Pending legislation in Massachusetts that would ban gifts and giveaways at medical conventions and restrict pharmaceutical and medical device company marketing practices has caused at least one medical society to cancel a meeting in Boston and several others to scratch Boston off their lists of potential meeting sites.

The American Academy of Allergy, Asthma, and Immunology, based in Milwaukee, canceled its 2015 annual meeting in Boston. In a letter to the Greater Boston Convention and Visitors Bureau, AAAAI Executive Director Kay Whalen wrote: “The re-evaluation of Boston as an annual meeting destination was prompted by the current [proposed] laws in Massachusetts, which make it very difficult for AAAAI to receive sponsorship for and perhaps even provide continuing education credit for its annual meeting in Boston.”

Specifically, AAAAI would no longer be able to offer CME credits for poster and abstract sessions presented by industry representatives. Those sessions would not be in accordance with Accreditation Council for CME regulations, which the Massachusetts law says that all meetings in the state must adhere to. (This year in Washington, D.C., AAAAI will offer industry poster sessions, but not for CME credit.) Beyond that, said Whalen, it’s the uncertainty surrounding the law, which goes into effect July 1, 2009. “If they are starting down this path, what else is going to change?”

The AAAAI meeting attracts about 8,000 attendees and books 15,830 hotel room nights per year.
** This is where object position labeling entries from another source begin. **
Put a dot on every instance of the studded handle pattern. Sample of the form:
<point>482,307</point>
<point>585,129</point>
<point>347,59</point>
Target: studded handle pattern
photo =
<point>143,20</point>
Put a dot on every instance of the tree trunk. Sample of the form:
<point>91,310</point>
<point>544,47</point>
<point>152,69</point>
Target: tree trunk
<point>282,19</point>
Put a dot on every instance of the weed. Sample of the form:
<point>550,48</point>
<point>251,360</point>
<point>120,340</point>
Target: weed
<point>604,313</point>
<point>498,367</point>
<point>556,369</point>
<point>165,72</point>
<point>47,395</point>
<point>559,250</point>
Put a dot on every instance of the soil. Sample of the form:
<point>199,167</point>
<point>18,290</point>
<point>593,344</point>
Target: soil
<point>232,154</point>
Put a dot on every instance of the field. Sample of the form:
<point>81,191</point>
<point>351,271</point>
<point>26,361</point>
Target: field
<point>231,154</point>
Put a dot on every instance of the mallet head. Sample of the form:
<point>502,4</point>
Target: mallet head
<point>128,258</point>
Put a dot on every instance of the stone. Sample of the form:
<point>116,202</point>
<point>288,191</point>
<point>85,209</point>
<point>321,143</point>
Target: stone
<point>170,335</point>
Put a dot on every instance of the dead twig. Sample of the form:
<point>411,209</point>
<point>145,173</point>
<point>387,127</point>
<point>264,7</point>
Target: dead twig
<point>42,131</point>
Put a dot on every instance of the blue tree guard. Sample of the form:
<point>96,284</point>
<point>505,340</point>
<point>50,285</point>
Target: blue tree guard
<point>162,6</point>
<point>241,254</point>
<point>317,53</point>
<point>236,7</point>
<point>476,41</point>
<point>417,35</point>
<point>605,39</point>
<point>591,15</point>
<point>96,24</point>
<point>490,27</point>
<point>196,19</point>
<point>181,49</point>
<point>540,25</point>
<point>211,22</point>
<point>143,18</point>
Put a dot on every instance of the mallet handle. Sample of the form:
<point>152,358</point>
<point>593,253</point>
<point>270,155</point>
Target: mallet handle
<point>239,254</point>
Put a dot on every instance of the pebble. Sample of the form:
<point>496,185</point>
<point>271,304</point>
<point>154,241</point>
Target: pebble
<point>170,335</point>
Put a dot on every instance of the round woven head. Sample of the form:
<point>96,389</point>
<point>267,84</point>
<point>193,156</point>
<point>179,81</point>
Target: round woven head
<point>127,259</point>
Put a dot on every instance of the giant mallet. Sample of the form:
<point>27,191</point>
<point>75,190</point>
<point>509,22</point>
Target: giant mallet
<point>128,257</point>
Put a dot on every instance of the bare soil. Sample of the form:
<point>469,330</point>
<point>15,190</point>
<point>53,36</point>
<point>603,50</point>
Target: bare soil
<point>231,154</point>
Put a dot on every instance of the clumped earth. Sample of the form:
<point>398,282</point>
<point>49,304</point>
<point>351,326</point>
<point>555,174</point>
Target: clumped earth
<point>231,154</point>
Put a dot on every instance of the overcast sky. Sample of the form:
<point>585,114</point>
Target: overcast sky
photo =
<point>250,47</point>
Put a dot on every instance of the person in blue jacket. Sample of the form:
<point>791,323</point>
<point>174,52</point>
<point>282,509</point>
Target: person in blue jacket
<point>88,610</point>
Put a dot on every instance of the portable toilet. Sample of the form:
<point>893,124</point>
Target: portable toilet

The organization has only one signed contract at this point, but it will have to pay a cancellation fee unless the space is resold, says Whalen.

The Greater Boston CVB fears this is just the tip of the iceberg. “Unfortunately, the unintended consequences of this law may be devastating and outright chilling for the visitor economy of Boston, Cambridge, and Massachusetts and for the overall Massachusetts economy,” wrote GBCVB president and CEO Patrick Moscaritolo to the Massachusetts Department of Public Health. In the letter, dated January 19, Moscaritolo voiced the CVB’s opposition to the law and expressed fears that medical conventions will stay away from Boston unless there is more clarification of the law’s impact on conventions and sponsorships.

In 2009, Boston will host 26 citywide conventions (minimum of 2,000 rooms on peak night), 14 of which are medical conventions. Those 14 large medical meetings represent more than 240,000 room nights, $49 million in visitor spending, and $6.1 million in tax revenue, stated Moscaritolo. In 2007 and 2008, the city hosted about 2,500 medical meetings in total, generating more than 620,000 room nights.

While AAAAI is the only group so far to cancel, several other organizations have said they are avoiding Boston. One is the American Society of Gene Therapy, which informed the CVB that Boston was out of the running for its 2015 convention, primarily because of the law. Further, Whalen, who works for an association management company, Executive Director Inc., which manages several other medical associations, said that her AMC has other clients that are avoiding Boston because of this legislation.

The Heart Rhythm Society also informed the bureau that it was considering taking Boston out of its rotation. The society was planning to bring its 14,000-attendee meeting to Boston every three years. It came in 2006 and will again in May of this year, but meetings beyond 2009 are up in the air. Wrote Cathy Scheck, vice president of meetings at HRS, to the CVB: “In its current form, this law jeopardizes the Society’s and its industry partners’ [ability to conduct] what is customary and usual business through hosting CME-accredited educational programs that include a food-and-beverage component.” If the law is not changed, HRS may revisit its commitment to return to Boston every three years, she wrote.

While the law is set to take effect July 1, the final version has not yet been hammered out or approved. State lawmakers are accepting testimony and feedback from stakeholders and interested parties, with plans to finalize the law by the end of the first quarter.